« Un éclair… puis la nuit ! » Territoires mobiles et coïncidences.
Oeuvres présentées à la Galerie Lara Vincy en 1999
Le choc et l’instantané Baudelairien à l’épreuve de l’ingouvernabilité.
Il s’agit de tirages originaux d’impressions jets d’encres n&b imprimés sur polyester au format A4 (21×29,7 cm) qui présentent un retard de séchage. Les images imprimées selon la technologie du jet d’encre basculent dans un espace analogique ingouvernable. Prolongeant la formation des images, les points se rencontrent, fusionnent et amplifient dans le temps leur programme, évoquant la mobilité des premières floculations photographiques et cinématographiques ou plus récemment les machines de vision satellitaire ou les caméras de sécurité défectueuses…

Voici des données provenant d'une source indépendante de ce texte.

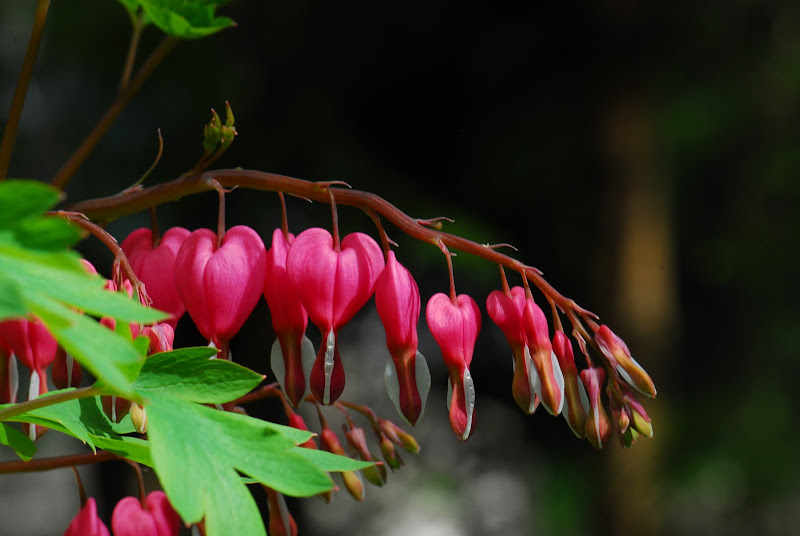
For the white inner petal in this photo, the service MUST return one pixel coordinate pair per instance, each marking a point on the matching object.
(70, 362)
(559, 379)
(330, 344)
(277, 364)
(469, 398)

Les retards de séchages des impressions jets d’encre invitent à une projection Baudelairienne de la vie moderne en réactivant le fragment du poème « À une passante ». Ces expérimentations plastiques et paysagères, à mi-chemin entre la floculation photographique et l’empreinte picturale font hommage au pictorialisme des “Equivalents” d’Alfred Stieglitz. Ces images hybrides interrogent les limites de nos asservissements aux logiques de la standardisation de la technologie et les possibilités qui nous restent pour ensauvager les modes du graphisme de masse qui envahit le champ du visible. Les images nous interrogent sur leur capacité à restituer le champ perceptif. Elles conjuguent le lieu et le non-lieu tels qu’a pu les décrire Marc Augé à propos de la surmodernité : des espaces de transit aux singularités quelconques, la circulation et l’anonymat dans l’espace public, le ciel saturé d’ondes et parcouru de tout part, le curieux mélange de confusion et de singularité émanant des passants, les régimes de correspondances entre la matérialité des corps et les représentations à l’ère de la marchandise et de l’échange…

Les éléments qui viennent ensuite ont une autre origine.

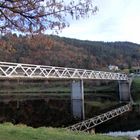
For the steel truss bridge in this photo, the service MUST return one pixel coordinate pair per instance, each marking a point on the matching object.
(92, 122)
(19, 70)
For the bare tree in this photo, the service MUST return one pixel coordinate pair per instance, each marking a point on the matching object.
(36, 16)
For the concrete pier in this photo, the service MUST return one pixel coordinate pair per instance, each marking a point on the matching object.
(77, 99)
(124, 91)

Ce travail explore également la capacité à défier les standards d’impression, en retourner la logique d’efficacité pour retrouver l’altérité des images, plus paradoxalement, lorsque l’on aborde le cas des images numériques par les croyances qu’elles véhiculent. Derrière la perfection de l’impression numérique, sa logique d’efficacité industrielle, son économie et sa rentabilité, nous souhaitons parasiter la matière de l’information et l’information de la matière. En énonçant cet objectif nous tentons de brouiller les évidences de la technologie, mettre en suspend l’économie informationnelle de l’image. Nous cherchons à y célébrer un mythe dont le bricolage fournirait l’occasion d’escamoter la visée industrielle du programme, et lui insuffler le désir de l’indéterminisme, de l’ingouvernabilité au cœur de la matière informationnelle. Le processus technique de reproduction par impression parasite un processus de représentation. Artefacts et images, vision et croyance se mélangent. Ce régime de contamination permet selon nous d’identifier comment peuvent se reconfigurer les problèmes de la représentation et de l’image à ceux de leurs commencements (auras, floculations, voiles, projections, points hypnogènes, psychicônes.), soit une archéologie imaginaire de l’image numérique à l’heure des machines de vision.